Runner and author Joan Ullyot says it best: “No matter what your age when you start running, you can expect about 10 years of improvement. That’s how long it takes to learn the game.”
No matter what your age. 20, 50, it doesn’t make a difference. Middle agers with the itch to do a marathon or half but wondering if you’re too old to start training, you have your answer. Consider some statistics from 2007, the most recent available on marathonguide.com — in that year, the average age for marathon finishers in the United States was 38.9 years. The age groups with the best average times? For men, the 40 to 44 group was the fastest. Even the 45 to 49 group outpaced the 20 to 24 group by almost three minutes! For women, 35 to 39 was the fastest age group. And they were just seven seconds behind the 40 to 44 year-olds.
So what is it about running that makes it the exception to the younger-equals-stronger rule? What exactly are we learning over those 10 years of improvement?
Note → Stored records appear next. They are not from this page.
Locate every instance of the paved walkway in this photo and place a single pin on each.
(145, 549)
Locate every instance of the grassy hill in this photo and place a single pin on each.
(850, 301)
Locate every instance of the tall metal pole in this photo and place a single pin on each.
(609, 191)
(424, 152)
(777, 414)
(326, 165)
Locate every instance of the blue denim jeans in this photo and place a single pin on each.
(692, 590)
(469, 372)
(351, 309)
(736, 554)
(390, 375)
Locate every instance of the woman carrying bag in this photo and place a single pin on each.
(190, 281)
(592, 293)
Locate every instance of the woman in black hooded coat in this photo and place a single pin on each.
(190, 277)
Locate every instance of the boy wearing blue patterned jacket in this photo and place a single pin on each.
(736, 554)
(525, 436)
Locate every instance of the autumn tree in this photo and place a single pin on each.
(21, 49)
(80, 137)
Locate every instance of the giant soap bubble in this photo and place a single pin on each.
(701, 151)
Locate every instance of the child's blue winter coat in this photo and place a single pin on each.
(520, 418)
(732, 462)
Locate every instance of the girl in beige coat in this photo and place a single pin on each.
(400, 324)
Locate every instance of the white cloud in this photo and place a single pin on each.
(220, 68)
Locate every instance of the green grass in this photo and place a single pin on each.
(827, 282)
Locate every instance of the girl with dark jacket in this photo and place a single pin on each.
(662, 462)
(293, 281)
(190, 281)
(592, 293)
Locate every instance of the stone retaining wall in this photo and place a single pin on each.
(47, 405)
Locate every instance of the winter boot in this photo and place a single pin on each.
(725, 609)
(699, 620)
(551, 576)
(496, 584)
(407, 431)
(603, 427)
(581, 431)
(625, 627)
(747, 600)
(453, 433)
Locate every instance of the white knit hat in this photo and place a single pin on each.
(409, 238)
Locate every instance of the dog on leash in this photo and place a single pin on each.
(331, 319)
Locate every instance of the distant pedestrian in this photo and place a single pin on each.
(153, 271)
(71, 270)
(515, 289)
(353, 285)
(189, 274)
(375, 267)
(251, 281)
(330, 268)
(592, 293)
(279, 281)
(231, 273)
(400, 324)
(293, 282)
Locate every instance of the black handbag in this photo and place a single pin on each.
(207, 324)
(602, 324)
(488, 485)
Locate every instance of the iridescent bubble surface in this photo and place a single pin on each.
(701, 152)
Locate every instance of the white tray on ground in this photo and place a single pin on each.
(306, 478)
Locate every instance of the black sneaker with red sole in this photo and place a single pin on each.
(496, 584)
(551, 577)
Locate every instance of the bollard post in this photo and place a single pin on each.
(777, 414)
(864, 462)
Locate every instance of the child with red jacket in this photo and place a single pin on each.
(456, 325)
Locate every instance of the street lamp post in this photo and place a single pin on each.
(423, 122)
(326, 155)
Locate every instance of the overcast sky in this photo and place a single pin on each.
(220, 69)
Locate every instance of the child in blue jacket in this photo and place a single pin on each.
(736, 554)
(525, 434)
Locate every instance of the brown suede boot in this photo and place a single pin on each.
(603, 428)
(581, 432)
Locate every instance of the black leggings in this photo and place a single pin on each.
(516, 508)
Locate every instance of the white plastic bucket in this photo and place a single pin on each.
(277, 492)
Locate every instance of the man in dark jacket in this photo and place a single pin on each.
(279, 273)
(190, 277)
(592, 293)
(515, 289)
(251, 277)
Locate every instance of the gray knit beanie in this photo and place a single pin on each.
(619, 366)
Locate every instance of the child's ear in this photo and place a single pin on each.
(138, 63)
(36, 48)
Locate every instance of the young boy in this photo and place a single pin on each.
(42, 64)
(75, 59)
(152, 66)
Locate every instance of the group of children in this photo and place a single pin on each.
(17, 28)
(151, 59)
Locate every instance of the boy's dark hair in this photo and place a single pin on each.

A recent Runner’s World article sheds little light on the issue. There’s no question that physically, the body declines after the mid-20’s or early 30’s, at the latest. Those quoted in the article tend to believe that it really is learning that helps us run faster as we age. Learning what we’re capable of, learning what training and nutrition strategies work for us, learning to listen to our bodies to avoid injury and to decide how best to manage a 26.2-mile race.
I find this explanation extremely unsatisfying. I know that when I run now, I feel entirely different than I did in my first few years of running. My “easy” pace is much faster, my breathing is much easier, muscle soreness and injury woes are nothing compared to what they used to be. It feels like a different sport than it did then.
Granted, my body is probably not quite in the “decline” phase yet, but those improvements aren’t just the result of being at my peak age, physically. And if my improvements are mental, then they’re certainly not conscious. Yes, I’m better at managing my training and avoiding injury than I used to be, but that’s not it.
I believe that the bulk of learning, as it relates to running, is subconscious. As we run and cross-train, our brains learn to do these activities as efficiently as possible. When I go out and do six easy miles on a trail I’ve run a hundred times before, there can’t be much physical improvement happening. But I like to think that with every step, I’m learning what works and what doesn’t, quite literally finding the most economical way to put one foot in front of the other. And when I train on new terrain, do speedwork, or cross-train, new neural pathways are created to give the neuromuscular system more choices. It’s all about options. Repeat for 10 years, and you’ve got a pretty strong runner relative to the starting point, and regardless of age.
This year’s NYC Marathon winner was 34. Not old, but not young either, when you think about the physical feat a marathon winner must perform. And Constantina Tomescu Dita won the women’s marathon gold medal in the Beijing Olympics at age 38.
It takes 10 years to learn the game. What are you waiting for?